ETHz

Welcome to the ETH Zurich Hackathon 2023, this repository contains the code and instructions for the hackathon.

Getting Started

Clone this repository
Choose a Machine with PyTorch preinstalled on JarvisLabs.
Install the requirements: pip install -r requirements.txt

You will need master dev version of diffusers (we are doing bleeding edge stuff here 🤣)
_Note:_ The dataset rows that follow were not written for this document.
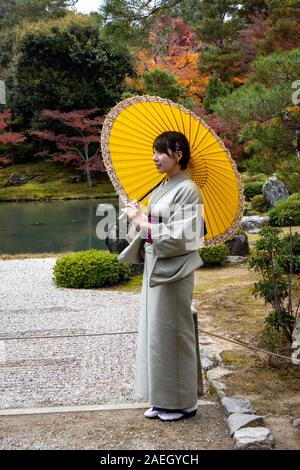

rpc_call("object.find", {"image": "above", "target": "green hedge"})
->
[251,194,268,212]
[199,243,229,266]
[278,233,300,274]
[268,193,300,227]
[244,181,264,201]
[53,250,131,289]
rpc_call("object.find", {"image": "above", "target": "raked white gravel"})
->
[0,258,140,409]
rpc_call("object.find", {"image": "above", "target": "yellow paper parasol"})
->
[101,96,244,246]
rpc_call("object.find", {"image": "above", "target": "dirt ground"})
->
[0,404,233,450]
[194,264,300,450]
[0,265,300,450]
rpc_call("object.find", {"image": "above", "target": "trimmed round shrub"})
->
[199,243,229,266]
[268,194,300,227]
[251,194,268,212]
[244,181,264,201]
[53,250,131,289]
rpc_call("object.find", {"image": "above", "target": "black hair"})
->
[153,131,191,170]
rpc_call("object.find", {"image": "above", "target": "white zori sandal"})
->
[144,403,197,421]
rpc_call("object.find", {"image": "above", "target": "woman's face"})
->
[153,149,180,174]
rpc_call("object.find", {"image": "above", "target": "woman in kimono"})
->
[119,132,203,421]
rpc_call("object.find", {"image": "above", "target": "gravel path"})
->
[0,258,140,409]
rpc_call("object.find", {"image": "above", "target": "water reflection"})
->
[0,199,118,254]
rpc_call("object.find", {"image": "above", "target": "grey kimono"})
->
[119,171,203,409]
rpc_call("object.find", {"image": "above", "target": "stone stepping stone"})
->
[221,397,253,415]
[227,413,263,436]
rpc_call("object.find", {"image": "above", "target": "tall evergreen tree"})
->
[196,0,245,81]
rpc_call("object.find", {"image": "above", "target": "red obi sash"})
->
[146,213,162,245]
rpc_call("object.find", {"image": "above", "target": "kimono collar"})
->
[148,170,192,209]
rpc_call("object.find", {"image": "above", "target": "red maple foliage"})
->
[0,109,26,169]
[30,108,105,186]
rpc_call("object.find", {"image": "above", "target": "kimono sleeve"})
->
[145,185,203,258]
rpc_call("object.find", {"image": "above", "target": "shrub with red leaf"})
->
[0,109,26,169]
[30,108,105,186]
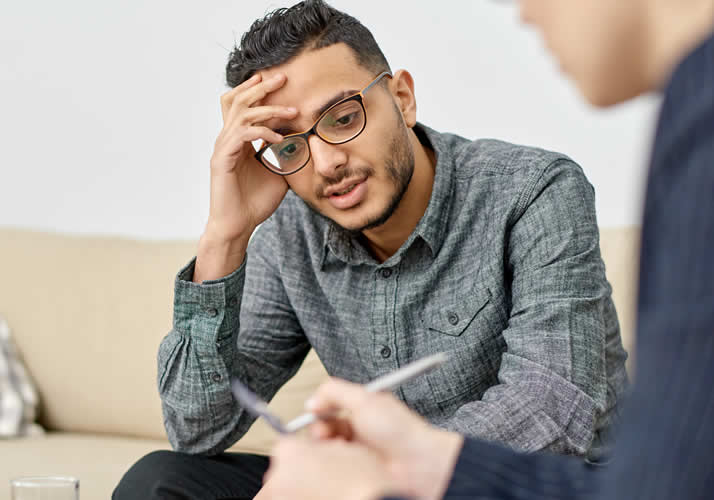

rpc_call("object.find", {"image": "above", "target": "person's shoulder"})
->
[443,134,578,179]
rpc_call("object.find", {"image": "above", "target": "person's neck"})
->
[647,0,714,90]
[362,130,436,262]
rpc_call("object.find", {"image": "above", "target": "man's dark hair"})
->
[226,0,389,87]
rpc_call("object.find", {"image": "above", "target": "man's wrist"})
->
[193,234,248,283]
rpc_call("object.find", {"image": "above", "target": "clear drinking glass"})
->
[10,476,79,500]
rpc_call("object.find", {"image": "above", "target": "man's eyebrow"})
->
[274,90,359,135]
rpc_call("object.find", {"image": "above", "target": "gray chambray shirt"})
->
[158,124,627,455]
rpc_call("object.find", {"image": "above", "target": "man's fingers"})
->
[221,73,262,122]
[232,73,286,108]
[306,378,371,414]
[241,106,297,125]
[310,418,354,441]
[216,125,283,150]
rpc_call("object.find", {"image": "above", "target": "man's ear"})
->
[389,69,416,128]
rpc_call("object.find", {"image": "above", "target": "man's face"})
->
[520,0,650,106]
[262,44,414,231]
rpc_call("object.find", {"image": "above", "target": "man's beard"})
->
[354,126,414,233]
[308,121,414,236]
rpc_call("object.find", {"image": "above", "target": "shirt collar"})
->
[321,123,454,266]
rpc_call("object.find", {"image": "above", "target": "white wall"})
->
[0,0,657,238]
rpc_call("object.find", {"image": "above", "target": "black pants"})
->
[112,450,269,500]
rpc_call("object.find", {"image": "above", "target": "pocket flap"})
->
[421,288,491,337]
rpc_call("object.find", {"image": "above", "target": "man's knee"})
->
[112,450,188,500]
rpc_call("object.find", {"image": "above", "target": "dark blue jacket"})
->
[390,30,714,500]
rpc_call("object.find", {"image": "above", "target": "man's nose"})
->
[308,135,347,177]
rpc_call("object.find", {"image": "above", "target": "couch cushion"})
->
[0,433,170,498]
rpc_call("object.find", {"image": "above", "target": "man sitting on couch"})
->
[115,0,626,498]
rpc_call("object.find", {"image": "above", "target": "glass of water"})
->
[10,476,79,500]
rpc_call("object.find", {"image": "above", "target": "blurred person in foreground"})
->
[260,0,714,500]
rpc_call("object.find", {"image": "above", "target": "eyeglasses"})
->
[255,71,392,175]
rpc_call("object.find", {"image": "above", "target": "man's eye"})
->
[280,143,298,157]
[335,113,355,125]
[333,113,357,127]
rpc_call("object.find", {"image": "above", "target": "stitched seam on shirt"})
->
[509,158,571,224]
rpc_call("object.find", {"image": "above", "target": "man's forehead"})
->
[260,44,374,113]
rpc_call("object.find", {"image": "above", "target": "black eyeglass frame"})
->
[255,71,392,177]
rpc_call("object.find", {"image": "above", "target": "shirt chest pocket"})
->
[421,288,491,337]
[421,287,507,417]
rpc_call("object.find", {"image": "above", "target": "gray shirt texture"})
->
[158,124,627,455]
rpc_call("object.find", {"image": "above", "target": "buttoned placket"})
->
[372,265,399,375]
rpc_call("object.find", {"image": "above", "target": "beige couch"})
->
[0,228,639,500]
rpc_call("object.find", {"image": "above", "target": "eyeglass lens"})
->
[262,99,365,174]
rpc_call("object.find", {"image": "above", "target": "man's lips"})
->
[327,177,367,210]
[324,177,367,198]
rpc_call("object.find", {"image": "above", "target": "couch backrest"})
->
[0,228,639,450]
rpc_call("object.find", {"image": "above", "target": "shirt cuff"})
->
[174,257,246,346]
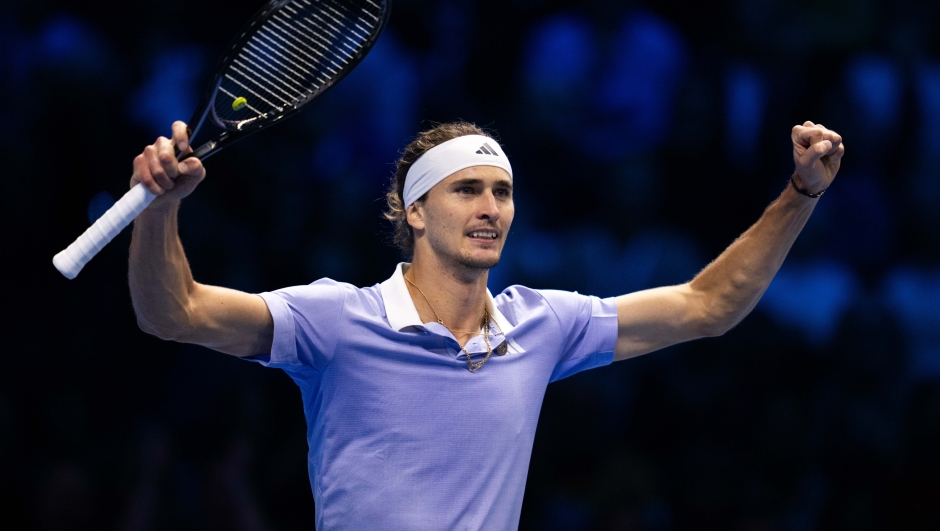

git clone https://github.com/huggingface/diffusers
cd diffusers
pip install -e .

Creating a Dataset

To construct a dataset you will need to download images form the internet. Consider using a scraper like:

https://github.com/sALTaccount/SeaSalt-Downloader or https://github.com/Bionus/imgbrd-grabber.
Filter low quality images using a tool or by hand.
Put them all in a folder with no spaces in the name of the folder and no extra folders inside. Make sure your image folder only has the images and the text files.
you have to decide if you want to tag the images or not: There are tools out there that can help you with that like: https://github.com/toriato/stable-diffusion-webui-wd14-tagger

LoRA

We will mainly be using this: https://huggingface.co/blog/lora You have two options to train your LoRA:

Pure LoRA:

Using LoRA's training script, you will need an annotated dataset for that. LoRA is fast but requires you to annotate a dataset.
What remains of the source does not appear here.